Tribunal Administratif de Lille — Décision N° TA59-2601195

vendredi 20 février 2026

JuridictionTribunal Administratif de Lille
SectionTribunal Administratif de Lille
N° DossierTA59-2601195
TypeOrdonnance
RecoursPlein contentieux

Résumé IA

Le Tribunal Administratif de Lille, statuant en référé sur le fondement de l'article L. 521-3 du code de justice administrative, a rejeté la demande d'une salariée visant à enjoindre à son employeur public de lui communiquer son dossier administratif. Le juge a constaté qu'une décision implicite de refus était intervenue, en application des articles R. 311-12 et suivants du code des relations entre le public et l'administration, et que la mesure sollicitée ferait obstacle à l'exécution de cette décision, sans justification d'un péril grave.
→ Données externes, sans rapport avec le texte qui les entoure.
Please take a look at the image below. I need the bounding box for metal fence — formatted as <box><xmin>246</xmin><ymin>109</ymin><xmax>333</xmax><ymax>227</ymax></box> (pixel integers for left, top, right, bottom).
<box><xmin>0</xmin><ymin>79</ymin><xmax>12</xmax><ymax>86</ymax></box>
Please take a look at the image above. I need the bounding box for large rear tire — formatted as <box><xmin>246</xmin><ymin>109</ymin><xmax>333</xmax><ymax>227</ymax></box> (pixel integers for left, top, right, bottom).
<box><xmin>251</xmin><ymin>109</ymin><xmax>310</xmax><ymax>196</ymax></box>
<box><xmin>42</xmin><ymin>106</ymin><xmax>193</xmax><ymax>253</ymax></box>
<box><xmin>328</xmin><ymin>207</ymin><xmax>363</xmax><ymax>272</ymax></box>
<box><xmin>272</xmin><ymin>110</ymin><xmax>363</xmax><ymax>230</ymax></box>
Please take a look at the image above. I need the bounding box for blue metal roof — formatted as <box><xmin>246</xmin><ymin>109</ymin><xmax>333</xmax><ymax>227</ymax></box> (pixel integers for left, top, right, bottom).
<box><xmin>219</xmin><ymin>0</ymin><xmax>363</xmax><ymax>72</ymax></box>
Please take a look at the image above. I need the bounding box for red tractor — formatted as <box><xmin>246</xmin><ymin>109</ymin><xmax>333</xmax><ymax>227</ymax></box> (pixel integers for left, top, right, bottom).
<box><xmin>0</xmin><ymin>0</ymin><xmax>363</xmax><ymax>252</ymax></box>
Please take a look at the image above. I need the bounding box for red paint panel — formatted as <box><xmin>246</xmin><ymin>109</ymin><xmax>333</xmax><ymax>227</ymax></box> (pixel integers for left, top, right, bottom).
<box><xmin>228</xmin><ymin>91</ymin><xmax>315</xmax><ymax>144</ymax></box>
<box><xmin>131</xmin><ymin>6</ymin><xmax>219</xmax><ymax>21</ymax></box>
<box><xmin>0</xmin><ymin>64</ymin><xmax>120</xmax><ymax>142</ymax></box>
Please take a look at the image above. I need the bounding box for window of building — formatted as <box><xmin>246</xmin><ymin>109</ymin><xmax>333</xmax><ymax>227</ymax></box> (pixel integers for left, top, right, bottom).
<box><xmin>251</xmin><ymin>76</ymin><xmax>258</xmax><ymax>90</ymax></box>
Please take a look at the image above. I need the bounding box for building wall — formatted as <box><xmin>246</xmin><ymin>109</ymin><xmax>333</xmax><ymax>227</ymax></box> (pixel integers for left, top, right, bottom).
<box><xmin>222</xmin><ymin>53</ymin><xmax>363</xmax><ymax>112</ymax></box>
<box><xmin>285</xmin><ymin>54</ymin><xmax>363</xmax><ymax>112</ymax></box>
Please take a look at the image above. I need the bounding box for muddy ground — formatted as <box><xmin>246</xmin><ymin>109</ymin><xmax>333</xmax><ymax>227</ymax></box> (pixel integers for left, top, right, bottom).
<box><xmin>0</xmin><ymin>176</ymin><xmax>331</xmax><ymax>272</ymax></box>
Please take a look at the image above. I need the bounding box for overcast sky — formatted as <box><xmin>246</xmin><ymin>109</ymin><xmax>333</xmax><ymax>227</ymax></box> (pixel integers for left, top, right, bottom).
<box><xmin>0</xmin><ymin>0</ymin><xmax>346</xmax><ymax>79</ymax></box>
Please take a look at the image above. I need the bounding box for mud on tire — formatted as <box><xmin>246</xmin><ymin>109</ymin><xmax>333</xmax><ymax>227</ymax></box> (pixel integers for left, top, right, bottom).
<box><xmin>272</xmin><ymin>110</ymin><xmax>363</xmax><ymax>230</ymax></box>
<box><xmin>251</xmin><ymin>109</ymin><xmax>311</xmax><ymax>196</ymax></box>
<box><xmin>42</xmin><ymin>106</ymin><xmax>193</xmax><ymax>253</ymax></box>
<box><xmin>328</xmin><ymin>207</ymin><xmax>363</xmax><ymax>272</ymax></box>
Par conséquent, les conditions légales pour prononcer une injonction en référé n'étaient pas réunies.

Texte intégral

Vu la procédure suivante :

Par une requête et un mémoire complémentaire, enregistrés les 4 et 9 février 2026, Mme A... B... demande au juge des référés, statuant par application des dispositions de l’article L. 521-3 du code de justice administrative d’enjoindre au directeur du centre hospitalier de Tourcoing de lui communiquer son dossier administratif comprenant notamment le contrat à durée indéterminée complet et ses éventuels avenants, les plannings, les relevés de temps de travail et compteurs d’heures, le détail des droits RTT, REC et congés compensatoires et les rapports et signalements de harcèlement moral et de discrimination raciales rédigés et signés par la requérante dans un délai de quarante-huit heures à compter de la notification de l’ordonnance à intervenir.


Vu les autres pièces du dossier.

Vu :
- le code des relations entre le public et l’administration ;
- le code de justice administrative.


Le président du tribunal a désigné M. Lassaux, premier conseiller, pour statuer sur les demandes de référé.


Considérant ce qui suit :

1. Aux termes de l’article L. 521-3 du code de justice administrative : « En cas d’urgence et sur simple requête qui sera recevable même en l’absence de décision administrative préalable, le juge des référés peut ordonner toutes autres mesures utiles sans faire obstacle à l’exécution d’aucune décision ».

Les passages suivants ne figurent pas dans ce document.